Конечно, самолюбие слегка подтачивало веру, однако встреча с Репьёвым его вдохновила самым неожиданным образом: посмотрел на застаревшего капитана и окончательно успокоился. Погранучилище можно было считать тренировочной базой, особым периодом закалки боевого духа и совершенства тела, способного выживать в любых условиях. Если такой блестящий выпускник прозябает на захудалой алтайской заставе и ждёт минимальной пенсионной выслуги, что стало бы с Тереховым, согласись он надеть погоны?

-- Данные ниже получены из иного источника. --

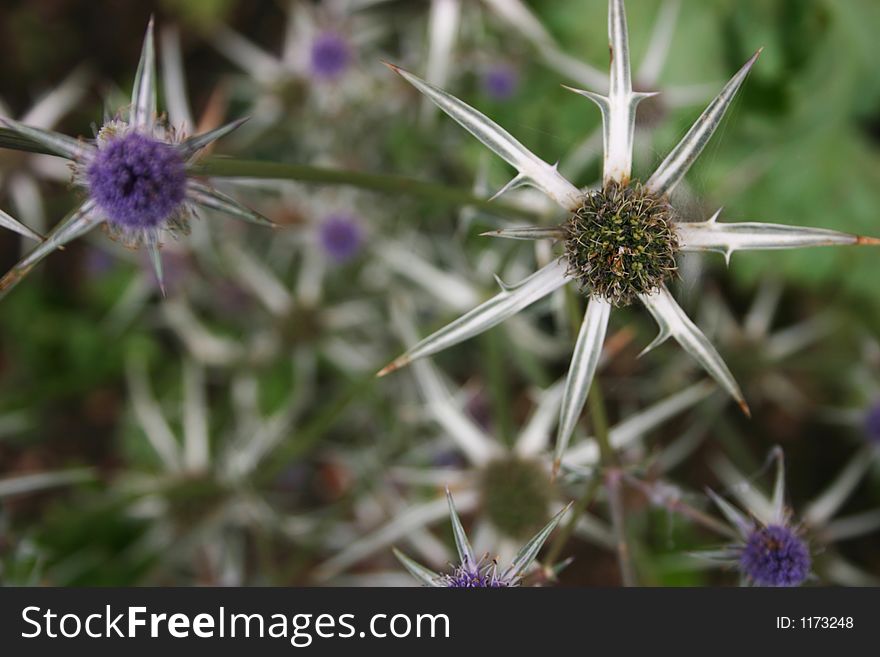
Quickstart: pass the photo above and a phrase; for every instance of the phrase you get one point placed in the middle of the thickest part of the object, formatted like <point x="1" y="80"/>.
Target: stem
<point x="618" y="525"/>
<point x="599" y="418"/>
<point x="390" y="184"/>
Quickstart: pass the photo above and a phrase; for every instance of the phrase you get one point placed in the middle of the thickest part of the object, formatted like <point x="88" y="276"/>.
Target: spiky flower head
<point x="480" y="575"/>
<point x="614" y="265"/>
<point x="137" y="181"/>
<point x="473" y="572"/>
<point x="329" y="56"/>
<point x="516" y="494"/>
<point x="621" y="243"/>
<point x="774" y="555"/>
<point x="136" y="174"/>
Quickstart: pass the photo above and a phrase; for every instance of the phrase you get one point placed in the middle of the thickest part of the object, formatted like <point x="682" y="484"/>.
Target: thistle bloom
<point x="330" y="55"/>
<point x="473" y="572"/>
<point x="136" y="176"/>
<point x="872" y="423"/>
<point x="509" y="486"/>
<point x="771" y="550"/>
<point x="621" y="240"/>
<point x="340" y="236"/>
<point x="500" y="82"/>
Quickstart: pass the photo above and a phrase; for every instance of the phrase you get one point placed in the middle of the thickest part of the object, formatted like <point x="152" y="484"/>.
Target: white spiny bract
<point x="618" y="108"/>
<point x="474" y="572"/>
<point x="136" y="176"/>
<point x="20" y="176"/>
<point x="509" y="487"/>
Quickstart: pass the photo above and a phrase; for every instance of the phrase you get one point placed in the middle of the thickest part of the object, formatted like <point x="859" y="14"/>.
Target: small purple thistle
<point x="138" y="182"/>
<point x="330" y="56"/>
<point x="872" y="423"/>
<point x="469" y="575"/>
<point x="500" y="82"/>
<point x="341" y="236"/>
<point x="775" y="556"/>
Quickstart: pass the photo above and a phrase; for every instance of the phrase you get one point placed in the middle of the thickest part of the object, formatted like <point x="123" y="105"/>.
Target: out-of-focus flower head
<point x="473" y="572"/>
<point x="136" y="176"/>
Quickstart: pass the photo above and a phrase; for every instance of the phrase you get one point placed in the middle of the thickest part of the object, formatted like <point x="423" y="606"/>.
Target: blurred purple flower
<point x="775" y="556"/>
<point x="872" y="423"/>
<point x="330" y="56"/>
<point x="500" y="82"/>
<point x="341" y="236"/>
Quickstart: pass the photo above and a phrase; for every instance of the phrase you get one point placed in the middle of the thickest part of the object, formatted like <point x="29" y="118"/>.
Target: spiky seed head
<point x="775" y="556"/>
<point x="516" y="495"/>
<point x="137" y="181"/>
<point x="621" y="242"/>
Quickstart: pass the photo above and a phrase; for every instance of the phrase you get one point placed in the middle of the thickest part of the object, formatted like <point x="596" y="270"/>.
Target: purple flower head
<point x="500" y="82"/>
<point x="330" y="56"/>
<point x="872" y="423"/>
<point x="480" y="575"/>
<point x="138" y="182"/>
<point x="341" y="236"/>
<point x="775" y="556"/>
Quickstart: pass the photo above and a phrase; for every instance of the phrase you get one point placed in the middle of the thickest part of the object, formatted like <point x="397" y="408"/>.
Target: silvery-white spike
<point x="11" y="223"/>
<point x="488" y="314"/>
<point x="673" y="322"/>
<point x="216" y="200"/>
<point x="676" y="165"/>
<point x="533" y="438"/>
<point x="528" y="233"/>
<point x="462" y="544"/>
<point x="444" y="19"/>
<point x="174" y="79"/>
<point x="584" y="361"/>
<point x="58" y="144"/>
<point x="153" y="249"/>
<point x="193" y="145"/>
<point x="77" y="223"/>
<point x="658" y="47"/>
<point x="516" y="182"/>
<point x="529" y="551"/>
<point x="635" y="426"/>
<point x="725" y="238"/>
<point x="534" y="169"/>
<point x="51" y="107"/>
<point x="619" y="106"/>
<point x="143" y="92"/>
<point x="778" y="499"/>
<point x="737" y="519"/>
<point x="424" y="575"/>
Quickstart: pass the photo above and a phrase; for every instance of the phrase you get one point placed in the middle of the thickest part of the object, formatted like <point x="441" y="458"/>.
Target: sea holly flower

Вдали уже замаячили огни на заставе, когда пассажир всё-таки сверзся с лошади и тяпнулся плашмя в подтаявшую снежную кашу. Поёрзал, кое-как поднялся на четвереньки, но встать на ноги уже не смог. Терехов взвалил его поперёк седла, притянул ремнём к лукам, как притягивают мешок.
— Голова... — простонал тот.
— Терпи, казак! Уже близко.
Часовые на постах не спали и, вероятно, отслеживали всякое передвижение в приборы ночного видения. Застава поднялась «в ружьё», на вышке вспыхнул прожектор, точно осветив Терехова с лошадью в поводу.